Terry Macalister 

Bass predicts $1bn net bookings

Bass, the brewer and world's second largest hotel operator, yesterday predicted it would hit its $1bn (£630m) annual target for internet room booking revenues within four years.
  
  


Bass, the brewer and world's second largest hotel operator, yesterday predicted it would hit its $1bn (£630m) annual target for internet room booking revenues within four years.

Customers would benefit from cheaper beds as the owner of Holiday Inns, Inter-Continental and Crowne Plaza hotels, passed on some of the financial benefits from web-based booking, it claimed.

Eric Pearson, vice-president for e-commerce at Bass, said the company with 2,800 hotels with 450,000 rooms was already taking $12m a month of hotel bookings over the net. This figure represents nearly 3% of the company's global revenue and it is growing every day.

"We predict that within four to five years we will be doing $1bn of business over the web," said Mr Pearson. This would amount to nearly 12% of revenues.

Web bookings cut out travel agents' commissions and other transaction fees and are said to be able to reduce costs by up to 10%.

Bass sells most of its rooms on the internet via its own websites but also through Lastminute.com, the internet travel agency.

Last December Bass invested an estimated £5m in Lastminute, which has just been floated on the London stock market amid some controversy over its share price gyrations.

Bass has been using Lastminute to market "distressed rooms" at cut-price levels and also market higher ticket packages with hotels linked to other services such as theatre tickets and car rental deals.

Bass started selling via its own website in 1995 and now claims to have the most visited hotel websites in the world.
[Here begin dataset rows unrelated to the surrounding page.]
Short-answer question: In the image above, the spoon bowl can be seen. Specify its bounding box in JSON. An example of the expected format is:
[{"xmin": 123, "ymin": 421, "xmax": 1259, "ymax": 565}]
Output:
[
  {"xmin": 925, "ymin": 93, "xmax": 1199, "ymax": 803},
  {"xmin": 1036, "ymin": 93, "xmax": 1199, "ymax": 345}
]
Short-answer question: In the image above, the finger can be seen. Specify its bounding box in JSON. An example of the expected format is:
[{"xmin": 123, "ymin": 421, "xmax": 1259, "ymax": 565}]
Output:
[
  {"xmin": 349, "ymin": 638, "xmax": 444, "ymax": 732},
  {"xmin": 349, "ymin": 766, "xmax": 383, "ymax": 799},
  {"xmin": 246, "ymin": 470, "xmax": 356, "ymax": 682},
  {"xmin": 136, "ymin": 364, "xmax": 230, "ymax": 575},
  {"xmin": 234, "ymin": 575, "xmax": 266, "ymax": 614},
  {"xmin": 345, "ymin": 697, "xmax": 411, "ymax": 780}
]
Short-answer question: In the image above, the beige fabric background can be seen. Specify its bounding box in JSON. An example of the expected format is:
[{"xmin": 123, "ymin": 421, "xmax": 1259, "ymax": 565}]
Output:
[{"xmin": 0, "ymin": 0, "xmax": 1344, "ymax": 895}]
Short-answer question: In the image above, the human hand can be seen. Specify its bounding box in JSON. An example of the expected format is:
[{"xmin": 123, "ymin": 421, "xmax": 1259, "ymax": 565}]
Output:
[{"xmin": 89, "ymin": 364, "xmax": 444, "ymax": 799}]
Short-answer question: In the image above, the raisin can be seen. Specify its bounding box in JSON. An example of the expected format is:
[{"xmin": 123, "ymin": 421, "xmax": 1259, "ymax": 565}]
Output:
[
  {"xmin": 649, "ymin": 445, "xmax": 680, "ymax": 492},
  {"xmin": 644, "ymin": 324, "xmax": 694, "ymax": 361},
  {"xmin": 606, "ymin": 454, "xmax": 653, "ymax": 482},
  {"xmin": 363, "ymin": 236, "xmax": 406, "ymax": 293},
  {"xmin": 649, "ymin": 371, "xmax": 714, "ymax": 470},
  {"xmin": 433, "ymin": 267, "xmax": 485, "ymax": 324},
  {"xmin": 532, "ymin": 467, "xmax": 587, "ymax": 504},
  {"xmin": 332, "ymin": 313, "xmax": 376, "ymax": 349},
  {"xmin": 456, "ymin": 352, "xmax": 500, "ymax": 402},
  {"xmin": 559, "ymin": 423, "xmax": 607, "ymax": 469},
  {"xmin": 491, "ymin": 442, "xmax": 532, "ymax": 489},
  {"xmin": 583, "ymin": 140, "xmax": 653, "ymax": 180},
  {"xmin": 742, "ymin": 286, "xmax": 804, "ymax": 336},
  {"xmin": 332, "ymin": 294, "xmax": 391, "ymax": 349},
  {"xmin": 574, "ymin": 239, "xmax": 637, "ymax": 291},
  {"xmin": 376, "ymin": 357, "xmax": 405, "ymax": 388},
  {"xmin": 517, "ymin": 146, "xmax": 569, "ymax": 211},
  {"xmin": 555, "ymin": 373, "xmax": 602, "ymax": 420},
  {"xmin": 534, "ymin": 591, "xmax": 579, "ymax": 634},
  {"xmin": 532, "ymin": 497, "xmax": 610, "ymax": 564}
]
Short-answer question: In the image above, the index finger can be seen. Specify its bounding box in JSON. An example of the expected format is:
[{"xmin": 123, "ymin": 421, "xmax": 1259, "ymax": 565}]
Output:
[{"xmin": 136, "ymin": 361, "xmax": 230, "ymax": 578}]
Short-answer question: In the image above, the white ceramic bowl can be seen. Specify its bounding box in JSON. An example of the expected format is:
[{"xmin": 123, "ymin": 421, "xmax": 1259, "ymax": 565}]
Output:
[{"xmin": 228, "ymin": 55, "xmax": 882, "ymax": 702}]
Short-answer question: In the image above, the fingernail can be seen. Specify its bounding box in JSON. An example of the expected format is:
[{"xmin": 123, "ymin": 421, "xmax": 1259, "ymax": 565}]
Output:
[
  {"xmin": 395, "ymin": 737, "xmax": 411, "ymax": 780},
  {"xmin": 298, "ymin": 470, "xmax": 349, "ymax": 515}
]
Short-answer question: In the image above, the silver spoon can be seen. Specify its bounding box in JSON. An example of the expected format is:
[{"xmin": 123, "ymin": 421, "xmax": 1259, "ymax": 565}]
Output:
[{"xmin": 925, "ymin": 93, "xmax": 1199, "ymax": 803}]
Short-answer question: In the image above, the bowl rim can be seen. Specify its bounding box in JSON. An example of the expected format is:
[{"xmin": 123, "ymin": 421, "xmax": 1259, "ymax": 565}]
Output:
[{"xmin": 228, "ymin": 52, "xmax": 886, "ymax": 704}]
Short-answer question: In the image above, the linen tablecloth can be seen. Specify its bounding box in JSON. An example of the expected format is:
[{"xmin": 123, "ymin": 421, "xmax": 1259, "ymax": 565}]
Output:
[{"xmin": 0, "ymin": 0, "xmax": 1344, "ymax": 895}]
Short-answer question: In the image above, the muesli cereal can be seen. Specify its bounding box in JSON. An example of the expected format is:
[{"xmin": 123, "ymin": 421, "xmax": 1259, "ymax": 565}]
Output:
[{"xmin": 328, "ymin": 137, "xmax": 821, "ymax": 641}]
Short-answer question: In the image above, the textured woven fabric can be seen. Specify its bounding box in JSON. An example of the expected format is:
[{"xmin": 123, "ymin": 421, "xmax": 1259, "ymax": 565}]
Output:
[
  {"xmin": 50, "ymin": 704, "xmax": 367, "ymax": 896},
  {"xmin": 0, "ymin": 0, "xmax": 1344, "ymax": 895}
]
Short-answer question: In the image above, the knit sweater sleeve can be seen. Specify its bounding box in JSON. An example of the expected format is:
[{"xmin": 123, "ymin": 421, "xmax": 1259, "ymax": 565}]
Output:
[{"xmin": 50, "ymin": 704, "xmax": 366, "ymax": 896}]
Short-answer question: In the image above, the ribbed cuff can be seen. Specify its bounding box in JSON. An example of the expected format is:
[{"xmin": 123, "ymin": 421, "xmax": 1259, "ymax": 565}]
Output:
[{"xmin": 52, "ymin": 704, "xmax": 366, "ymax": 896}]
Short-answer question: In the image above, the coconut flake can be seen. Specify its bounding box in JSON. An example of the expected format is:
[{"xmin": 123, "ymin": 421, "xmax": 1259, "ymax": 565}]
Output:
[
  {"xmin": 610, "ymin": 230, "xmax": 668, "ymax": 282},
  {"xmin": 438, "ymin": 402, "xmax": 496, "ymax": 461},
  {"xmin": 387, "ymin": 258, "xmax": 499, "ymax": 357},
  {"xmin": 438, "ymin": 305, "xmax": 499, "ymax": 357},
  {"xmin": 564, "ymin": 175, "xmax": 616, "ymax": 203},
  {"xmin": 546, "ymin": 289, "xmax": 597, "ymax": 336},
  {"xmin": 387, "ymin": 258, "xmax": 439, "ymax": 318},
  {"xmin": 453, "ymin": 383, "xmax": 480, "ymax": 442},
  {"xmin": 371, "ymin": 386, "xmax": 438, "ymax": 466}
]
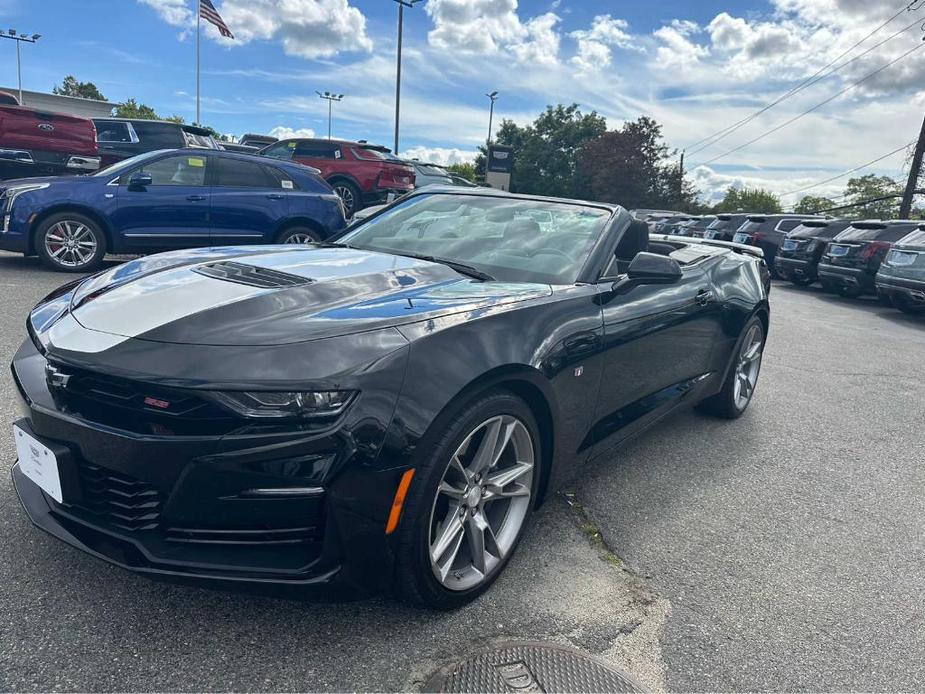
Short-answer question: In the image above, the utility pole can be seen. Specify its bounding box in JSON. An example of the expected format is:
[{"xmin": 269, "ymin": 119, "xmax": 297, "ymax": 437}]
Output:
[
  {"xmin": 0, "ymin": 29, "xmax": 42, "ymax": 106},
  {"xmin": 899, "ymin": 115, "xmax": 925, "ymax": 219},
  {"xmin": 678, "ymin": 149, "xmax": 684, "ymax": 207},
  {"xmin": 315, "ymin": 91, "xmax": 344, "ymax": 140},
  {"xmin": 392, "ymin": 0, "xmax": 421, "ymax": 156}
]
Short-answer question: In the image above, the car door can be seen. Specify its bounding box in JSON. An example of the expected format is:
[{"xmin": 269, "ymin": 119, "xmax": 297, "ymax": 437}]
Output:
[
  {"xmin": 113, "ymin": 153, "xmax": 211, "ymax": 250},
  {"xmin": 595, "ymin": 253, "xmax": 722, "ymax": 455},
  {"xmin": 211, "ymin": 156, "xmax": 292, "ymax": 245}
]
"We have 11m to 12m page hits a month from 1.9m visits. What we have is high volumes and high usability, " said Mr Pearson.
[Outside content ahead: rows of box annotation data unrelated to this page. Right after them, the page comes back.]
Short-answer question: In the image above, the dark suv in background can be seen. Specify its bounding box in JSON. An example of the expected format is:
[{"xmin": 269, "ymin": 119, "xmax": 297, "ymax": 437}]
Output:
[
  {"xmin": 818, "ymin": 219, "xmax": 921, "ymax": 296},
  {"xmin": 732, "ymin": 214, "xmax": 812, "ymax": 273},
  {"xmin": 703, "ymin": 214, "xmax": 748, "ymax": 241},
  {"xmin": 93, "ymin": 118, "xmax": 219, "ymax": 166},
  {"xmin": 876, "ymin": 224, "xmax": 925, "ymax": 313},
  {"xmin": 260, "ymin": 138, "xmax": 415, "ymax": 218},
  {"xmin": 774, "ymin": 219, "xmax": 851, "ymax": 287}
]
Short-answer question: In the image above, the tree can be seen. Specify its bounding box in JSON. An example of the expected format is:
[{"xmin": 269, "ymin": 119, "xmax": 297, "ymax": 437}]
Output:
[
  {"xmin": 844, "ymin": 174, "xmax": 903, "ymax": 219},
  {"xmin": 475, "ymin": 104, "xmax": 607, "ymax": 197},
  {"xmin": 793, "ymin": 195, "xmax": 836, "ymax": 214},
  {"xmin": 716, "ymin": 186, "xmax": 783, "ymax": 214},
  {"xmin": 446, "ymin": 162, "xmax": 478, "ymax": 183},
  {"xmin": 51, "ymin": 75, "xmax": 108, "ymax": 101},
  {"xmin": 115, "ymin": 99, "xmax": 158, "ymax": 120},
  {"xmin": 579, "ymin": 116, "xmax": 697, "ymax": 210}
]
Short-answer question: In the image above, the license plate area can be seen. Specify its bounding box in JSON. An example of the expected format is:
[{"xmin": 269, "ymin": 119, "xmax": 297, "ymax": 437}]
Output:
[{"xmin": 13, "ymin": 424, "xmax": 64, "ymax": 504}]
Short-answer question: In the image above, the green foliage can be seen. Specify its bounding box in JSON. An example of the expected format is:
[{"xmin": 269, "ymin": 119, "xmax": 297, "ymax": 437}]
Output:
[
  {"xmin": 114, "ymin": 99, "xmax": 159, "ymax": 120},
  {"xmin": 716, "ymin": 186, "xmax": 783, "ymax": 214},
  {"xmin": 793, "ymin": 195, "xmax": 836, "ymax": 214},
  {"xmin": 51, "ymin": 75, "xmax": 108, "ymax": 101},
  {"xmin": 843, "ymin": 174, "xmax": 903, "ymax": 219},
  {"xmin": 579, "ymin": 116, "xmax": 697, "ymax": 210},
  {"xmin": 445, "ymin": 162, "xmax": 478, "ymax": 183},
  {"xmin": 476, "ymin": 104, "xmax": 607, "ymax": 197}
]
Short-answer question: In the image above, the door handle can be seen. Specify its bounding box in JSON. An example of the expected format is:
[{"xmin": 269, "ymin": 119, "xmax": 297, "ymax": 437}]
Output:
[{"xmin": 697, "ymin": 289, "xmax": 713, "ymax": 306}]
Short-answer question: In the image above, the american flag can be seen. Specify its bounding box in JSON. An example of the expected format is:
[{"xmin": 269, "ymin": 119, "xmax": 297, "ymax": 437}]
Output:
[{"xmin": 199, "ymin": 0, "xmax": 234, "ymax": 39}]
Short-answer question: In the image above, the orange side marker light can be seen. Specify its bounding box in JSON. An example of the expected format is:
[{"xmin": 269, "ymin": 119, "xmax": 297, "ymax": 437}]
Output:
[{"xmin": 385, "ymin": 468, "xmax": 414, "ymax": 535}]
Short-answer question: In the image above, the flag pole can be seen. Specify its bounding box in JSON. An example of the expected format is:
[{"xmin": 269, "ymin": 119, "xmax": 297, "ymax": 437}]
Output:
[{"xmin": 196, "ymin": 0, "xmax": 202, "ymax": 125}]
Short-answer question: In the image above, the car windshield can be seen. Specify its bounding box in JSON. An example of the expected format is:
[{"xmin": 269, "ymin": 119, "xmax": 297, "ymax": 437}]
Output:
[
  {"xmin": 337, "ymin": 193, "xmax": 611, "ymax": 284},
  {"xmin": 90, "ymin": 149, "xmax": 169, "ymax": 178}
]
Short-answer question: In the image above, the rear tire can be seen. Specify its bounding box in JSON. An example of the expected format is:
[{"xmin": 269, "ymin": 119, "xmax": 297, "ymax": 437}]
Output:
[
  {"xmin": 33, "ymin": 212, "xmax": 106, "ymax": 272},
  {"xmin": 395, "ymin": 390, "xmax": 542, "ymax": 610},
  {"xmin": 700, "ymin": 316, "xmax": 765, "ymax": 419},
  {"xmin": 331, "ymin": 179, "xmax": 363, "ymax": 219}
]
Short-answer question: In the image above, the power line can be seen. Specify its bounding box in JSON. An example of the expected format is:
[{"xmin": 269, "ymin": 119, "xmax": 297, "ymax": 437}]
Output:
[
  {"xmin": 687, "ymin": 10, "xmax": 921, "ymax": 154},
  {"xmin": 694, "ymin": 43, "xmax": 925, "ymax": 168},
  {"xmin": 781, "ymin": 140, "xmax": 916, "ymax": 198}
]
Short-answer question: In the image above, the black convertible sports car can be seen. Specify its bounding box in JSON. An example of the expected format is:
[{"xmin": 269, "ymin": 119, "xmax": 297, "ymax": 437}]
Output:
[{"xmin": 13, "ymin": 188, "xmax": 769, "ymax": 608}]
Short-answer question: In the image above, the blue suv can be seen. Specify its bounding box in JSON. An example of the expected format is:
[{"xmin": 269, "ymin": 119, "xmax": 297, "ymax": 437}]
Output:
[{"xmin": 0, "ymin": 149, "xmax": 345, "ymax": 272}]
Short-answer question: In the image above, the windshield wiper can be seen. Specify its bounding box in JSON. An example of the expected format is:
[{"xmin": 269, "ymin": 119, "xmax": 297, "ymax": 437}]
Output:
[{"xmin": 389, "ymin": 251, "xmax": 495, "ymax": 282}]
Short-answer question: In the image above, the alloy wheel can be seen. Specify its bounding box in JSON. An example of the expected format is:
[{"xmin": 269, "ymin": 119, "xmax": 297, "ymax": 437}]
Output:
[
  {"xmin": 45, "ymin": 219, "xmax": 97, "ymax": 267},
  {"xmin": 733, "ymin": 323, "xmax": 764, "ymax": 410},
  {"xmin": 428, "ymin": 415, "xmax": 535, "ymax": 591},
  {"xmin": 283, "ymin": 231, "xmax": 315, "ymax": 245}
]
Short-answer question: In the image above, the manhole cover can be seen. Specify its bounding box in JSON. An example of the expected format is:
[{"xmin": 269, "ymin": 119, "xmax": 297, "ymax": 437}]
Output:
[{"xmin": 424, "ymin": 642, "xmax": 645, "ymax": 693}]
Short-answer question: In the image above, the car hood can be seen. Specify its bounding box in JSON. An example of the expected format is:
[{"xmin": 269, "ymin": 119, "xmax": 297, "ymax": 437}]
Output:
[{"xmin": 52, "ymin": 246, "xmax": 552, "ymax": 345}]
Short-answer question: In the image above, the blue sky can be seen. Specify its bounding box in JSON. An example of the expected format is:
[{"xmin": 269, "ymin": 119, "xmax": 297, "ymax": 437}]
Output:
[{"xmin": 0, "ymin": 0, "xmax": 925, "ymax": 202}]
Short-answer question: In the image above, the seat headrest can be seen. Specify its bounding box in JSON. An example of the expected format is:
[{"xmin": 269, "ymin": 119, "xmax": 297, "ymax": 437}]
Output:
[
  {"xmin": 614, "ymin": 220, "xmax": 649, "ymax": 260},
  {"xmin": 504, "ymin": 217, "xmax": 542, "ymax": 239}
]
Meanwhile the battle to takeover Bass's brewing interests is hotting up with diminutive J. Boag & Son in Australia insisting it was in the running to buy the British business.

This year Bass has bought Southern Pacific Hotels and bought up the 90% stake it did not own in Bristol Hotels & Resorts of the US.

But while its hotel interests have grown its commitment to brewing activities has looked increasingly in doubt.

Yesterday a Bass spokesman insisted that no decision had been taken as to whether to keep and develop those interests, which include six British breweries said to be worth up to £2bn.

But Holland's Heineken has made public its interest in buying the Bass brewing empire, while yesterday Boag announced that it had hired Westdeutsche LB as its financial adviser for an offer.

Despite its small size, Boag chairman and chief executive Philip Adkins said its success in the competitive Australian beer market qualified it to compete for Bass.

Bass is nearly 100 times the value of Boag. Its chairman is a former US investment banker who has already tried but failed to buy New Zealand brewer Lion Nathan.

The share price for Bass ended the session up a modest 2p at 750p.